The renderer cache is actually two caches. The renderer cache proper
caches the output of various renderers (cf TemplateSyntax). The output
is cached with a validator and the cached results are fully validated
before they get used; this means that renderer cache entries do not
normally use a TTL and in theory could be valid for years.

The (heuristic) generator cache caches the output of some expensive
precursor generator routines. These cache entries only have heuristic
validators, where DWiki can be fooled if people try hard enough.
Generator cache entries do have a TTL, so that if the heuristic is
fooled DWiki will pick up the new result sooner or later. Some cache
entries can also explicitly invalidated by DWiki in a pretty reliable
process; by default, these have a much longer TTL than plain heuristic
cache entries. These are called 'flagged' (heuristic) generator entries
and various ConfigurationFile settings controlling how they behave are
_render-heuristic-flagged-..._.

(Trivia: the 'flagged' name is because such entries are invalidated
using a flag file, or more accurately a flag cache entry.)

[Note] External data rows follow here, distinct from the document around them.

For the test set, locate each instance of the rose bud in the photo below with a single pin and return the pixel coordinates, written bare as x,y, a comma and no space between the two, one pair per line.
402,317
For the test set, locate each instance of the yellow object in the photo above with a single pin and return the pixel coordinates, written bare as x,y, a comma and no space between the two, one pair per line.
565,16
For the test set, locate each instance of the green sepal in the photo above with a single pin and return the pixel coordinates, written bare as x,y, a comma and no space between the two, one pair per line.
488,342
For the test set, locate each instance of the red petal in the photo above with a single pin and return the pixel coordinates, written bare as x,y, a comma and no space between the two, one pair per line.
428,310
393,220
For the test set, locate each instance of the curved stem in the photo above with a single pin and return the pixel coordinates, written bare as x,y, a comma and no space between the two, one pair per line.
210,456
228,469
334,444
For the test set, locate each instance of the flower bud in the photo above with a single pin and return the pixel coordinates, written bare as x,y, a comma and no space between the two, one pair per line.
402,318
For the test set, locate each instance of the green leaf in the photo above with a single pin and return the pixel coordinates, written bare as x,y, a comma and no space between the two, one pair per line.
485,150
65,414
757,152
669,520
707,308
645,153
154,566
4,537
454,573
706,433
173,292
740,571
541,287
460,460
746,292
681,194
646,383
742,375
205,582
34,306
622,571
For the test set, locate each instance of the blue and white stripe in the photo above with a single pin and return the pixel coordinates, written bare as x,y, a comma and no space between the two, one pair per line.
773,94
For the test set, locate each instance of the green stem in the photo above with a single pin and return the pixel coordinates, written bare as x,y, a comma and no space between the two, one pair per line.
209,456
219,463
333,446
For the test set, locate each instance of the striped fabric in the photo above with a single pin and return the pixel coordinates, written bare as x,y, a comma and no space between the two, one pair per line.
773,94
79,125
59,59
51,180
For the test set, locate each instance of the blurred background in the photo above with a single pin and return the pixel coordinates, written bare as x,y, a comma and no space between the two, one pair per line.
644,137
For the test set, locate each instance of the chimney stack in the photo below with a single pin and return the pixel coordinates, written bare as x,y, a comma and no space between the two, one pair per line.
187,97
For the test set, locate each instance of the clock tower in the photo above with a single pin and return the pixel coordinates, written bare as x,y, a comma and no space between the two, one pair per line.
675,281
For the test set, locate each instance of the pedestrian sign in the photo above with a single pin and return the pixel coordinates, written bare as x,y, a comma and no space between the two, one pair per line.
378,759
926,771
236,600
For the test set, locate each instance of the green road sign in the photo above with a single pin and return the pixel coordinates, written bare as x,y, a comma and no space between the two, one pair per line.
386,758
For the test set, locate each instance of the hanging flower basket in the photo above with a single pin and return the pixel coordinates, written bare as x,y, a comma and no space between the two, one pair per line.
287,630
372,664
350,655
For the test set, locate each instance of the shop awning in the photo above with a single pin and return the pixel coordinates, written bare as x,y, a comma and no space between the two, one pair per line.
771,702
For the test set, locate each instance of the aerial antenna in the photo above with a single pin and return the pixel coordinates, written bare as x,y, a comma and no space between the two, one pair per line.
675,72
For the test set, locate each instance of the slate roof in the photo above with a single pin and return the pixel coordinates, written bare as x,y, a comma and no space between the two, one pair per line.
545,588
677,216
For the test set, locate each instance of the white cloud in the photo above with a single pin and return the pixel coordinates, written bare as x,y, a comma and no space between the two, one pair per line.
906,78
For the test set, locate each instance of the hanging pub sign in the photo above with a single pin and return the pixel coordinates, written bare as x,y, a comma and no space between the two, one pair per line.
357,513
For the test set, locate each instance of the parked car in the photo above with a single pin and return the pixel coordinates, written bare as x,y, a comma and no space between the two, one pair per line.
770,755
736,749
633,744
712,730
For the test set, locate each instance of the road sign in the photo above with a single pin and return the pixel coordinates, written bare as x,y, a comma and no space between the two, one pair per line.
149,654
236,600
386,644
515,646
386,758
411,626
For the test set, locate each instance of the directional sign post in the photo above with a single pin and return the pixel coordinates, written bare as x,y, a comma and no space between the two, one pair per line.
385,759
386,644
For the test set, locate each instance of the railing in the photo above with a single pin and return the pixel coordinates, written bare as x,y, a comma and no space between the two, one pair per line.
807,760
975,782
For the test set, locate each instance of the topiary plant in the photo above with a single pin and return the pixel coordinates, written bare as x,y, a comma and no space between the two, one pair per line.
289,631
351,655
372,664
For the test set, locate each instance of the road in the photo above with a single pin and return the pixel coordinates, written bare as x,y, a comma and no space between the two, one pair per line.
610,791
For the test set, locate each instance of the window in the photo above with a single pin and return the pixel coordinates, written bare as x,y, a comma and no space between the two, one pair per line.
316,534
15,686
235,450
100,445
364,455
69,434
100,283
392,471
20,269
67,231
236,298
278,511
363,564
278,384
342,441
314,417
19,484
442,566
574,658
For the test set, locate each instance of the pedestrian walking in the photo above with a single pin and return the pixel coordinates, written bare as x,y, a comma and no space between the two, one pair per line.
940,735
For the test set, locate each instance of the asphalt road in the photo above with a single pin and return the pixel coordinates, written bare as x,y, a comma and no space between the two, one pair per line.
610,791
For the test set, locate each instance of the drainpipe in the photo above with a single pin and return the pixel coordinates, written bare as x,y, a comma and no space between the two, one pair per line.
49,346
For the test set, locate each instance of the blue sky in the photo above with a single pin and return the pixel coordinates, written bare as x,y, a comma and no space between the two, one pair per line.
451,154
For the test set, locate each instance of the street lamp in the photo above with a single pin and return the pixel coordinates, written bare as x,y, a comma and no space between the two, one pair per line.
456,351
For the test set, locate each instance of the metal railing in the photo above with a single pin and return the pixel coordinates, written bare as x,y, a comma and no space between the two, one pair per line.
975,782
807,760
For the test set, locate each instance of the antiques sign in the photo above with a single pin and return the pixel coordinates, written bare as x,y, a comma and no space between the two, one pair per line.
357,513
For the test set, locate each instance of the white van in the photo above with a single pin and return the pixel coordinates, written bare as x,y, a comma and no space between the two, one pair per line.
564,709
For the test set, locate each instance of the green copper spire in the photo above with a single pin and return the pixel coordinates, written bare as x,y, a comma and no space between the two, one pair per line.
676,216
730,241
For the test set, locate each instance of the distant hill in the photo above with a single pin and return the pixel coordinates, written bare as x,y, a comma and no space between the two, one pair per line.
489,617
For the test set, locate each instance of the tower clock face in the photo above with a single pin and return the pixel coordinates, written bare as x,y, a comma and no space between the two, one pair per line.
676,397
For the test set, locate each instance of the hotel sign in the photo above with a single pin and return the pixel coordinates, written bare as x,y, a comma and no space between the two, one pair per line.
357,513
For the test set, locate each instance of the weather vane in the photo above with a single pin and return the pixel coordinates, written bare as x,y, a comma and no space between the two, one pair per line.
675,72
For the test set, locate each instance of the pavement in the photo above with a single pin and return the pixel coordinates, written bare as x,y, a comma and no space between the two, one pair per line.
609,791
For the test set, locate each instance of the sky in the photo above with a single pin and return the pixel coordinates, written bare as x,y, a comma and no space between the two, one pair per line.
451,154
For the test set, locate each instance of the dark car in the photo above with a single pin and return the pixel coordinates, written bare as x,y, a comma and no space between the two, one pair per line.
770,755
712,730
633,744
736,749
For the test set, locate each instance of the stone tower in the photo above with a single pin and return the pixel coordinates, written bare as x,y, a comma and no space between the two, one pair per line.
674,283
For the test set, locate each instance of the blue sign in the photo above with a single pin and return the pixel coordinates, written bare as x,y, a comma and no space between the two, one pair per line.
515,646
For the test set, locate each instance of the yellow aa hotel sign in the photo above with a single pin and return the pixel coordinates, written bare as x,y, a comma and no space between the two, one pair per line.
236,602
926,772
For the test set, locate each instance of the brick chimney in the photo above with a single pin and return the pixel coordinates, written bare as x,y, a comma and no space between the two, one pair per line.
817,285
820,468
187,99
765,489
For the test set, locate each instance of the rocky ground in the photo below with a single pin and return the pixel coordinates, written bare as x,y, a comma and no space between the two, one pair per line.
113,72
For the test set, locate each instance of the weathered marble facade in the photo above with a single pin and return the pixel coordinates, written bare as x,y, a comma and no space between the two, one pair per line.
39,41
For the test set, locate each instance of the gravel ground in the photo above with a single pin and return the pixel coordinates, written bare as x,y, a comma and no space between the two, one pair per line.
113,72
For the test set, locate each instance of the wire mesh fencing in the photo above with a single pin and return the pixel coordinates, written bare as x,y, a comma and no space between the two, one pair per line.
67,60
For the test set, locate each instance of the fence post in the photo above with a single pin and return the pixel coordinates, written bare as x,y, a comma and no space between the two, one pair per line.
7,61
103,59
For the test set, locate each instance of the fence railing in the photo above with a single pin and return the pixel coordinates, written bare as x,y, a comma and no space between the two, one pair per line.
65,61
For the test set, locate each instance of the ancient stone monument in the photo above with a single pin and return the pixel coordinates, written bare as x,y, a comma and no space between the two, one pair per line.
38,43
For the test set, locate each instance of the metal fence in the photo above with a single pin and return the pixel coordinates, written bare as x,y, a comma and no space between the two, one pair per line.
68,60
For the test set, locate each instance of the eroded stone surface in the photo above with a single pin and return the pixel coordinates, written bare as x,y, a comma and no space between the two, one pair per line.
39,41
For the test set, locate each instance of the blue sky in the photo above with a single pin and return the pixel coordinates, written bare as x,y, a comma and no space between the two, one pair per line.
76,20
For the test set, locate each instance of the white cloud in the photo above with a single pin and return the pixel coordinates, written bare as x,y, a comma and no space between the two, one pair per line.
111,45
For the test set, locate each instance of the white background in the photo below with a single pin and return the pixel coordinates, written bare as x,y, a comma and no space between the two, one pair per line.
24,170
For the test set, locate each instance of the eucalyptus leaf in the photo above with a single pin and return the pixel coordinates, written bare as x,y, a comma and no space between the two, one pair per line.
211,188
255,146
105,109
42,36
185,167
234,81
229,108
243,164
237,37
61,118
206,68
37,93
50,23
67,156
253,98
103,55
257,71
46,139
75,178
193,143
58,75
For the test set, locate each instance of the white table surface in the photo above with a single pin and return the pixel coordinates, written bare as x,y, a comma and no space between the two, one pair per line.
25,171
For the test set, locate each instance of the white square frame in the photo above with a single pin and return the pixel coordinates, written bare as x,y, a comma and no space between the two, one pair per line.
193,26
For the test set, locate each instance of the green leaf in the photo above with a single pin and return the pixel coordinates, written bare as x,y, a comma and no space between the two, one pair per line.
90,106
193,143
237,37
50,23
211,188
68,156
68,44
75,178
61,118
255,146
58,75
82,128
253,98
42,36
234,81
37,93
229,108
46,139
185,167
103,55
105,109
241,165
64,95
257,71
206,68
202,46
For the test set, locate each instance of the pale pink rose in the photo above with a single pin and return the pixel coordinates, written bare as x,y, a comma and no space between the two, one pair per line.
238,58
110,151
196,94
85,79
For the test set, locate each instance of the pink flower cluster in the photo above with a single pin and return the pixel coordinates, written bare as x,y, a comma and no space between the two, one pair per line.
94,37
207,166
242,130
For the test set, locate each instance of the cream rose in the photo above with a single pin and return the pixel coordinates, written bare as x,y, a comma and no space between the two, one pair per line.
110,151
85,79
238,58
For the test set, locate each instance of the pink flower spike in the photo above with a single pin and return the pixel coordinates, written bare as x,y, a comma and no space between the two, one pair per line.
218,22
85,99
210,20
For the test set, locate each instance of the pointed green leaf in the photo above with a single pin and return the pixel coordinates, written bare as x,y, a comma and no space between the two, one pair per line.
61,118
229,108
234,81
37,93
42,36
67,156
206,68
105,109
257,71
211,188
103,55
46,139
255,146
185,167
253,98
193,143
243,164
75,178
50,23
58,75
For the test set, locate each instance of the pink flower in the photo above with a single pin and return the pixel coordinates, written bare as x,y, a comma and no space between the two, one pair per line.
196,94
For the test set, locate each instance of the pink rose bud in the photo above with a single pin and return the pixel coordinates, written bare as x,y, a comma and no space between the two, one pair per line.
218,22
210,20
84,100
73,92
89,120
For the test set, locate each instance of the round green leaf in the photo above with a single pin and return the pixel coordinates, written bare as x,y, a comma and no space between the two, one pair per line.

Currently the main renderer cache caches the output of various wikitext
to HTML rendering routines while the generator cache caches the results
of various filesystem 'find all descendents' walks that are used to
build lists of comments (for Atom comments feeds and some wikitext
macros; this uses explicit invalidation) and lists of pages (for Atom
feeds and various blog renderers such as _blog::prevnext_).

Unfortunately, a DWiki page that has comment or access restrictions
must be cached separately for each DWiki user that views it. Under some
situations this can result in a number of identical copies being cached
under different names. If you want to avoid this, DWiki lets you turn
off renderer caching for non-anonymous users.

=== Force-invalidating list of pages caches

The general validator for _blog::prevnext_ cache entries is the
modification time for all of the directories involved that had files in
them at the time (the latter condition is for technical reasons). The
heuristical validator checks that some of the file timestamps are still
the same, but it can't check all of them and still be a useful cache.

So the easy way to invalidate this is to change the modification
time of a directory involved, for example with _touch_.

The 'list of pages' cache is similarly invalidated by changing a
directory modification time. Unlike the _blog::prevnext_ case, the
directory times are the only thing that this cache checks. This is a bit
of a pity but the performance improvements from caching this information
are very visible.

== Disk space usage and directories

Much like comments, each page that has something cached for it
becomes a subdirectory, with the various cached things in files. The
different sorts of caches use different top-level directories under the
_cachedir_, so you have paths like _~~cachedir~~/bfc_,
_~~cachedir~~/renderers_, and _~~cachedir~~/generators_.

Because some results include absolute URLs that mention the
current hostname, DWiki must maintain separate caches for each
_Host:_ header it sees in the BFC and the general renderers cache.
These are handled as subdirectories in each cache directory, so
_~~cachedir~~/bfc/localhost/..._ and so on. Entries in the generator
cache don't depend on the current _Host:_ header, so there is only one
(sub)cache for all requests, _~~cachedir~~/generators/all/..._.

Generally the general renderers cache uses the largest amount of disk
space, followed by the BFC, and the generator cache is the smallest.

If you're using caching (and as mentioned, you probably want to), you'll
want to periodically trim the caches. ChrisSiebenmann just does this by
hand every so often by removing the cache directories entirely; DWiki
will then rebuild them as necessary.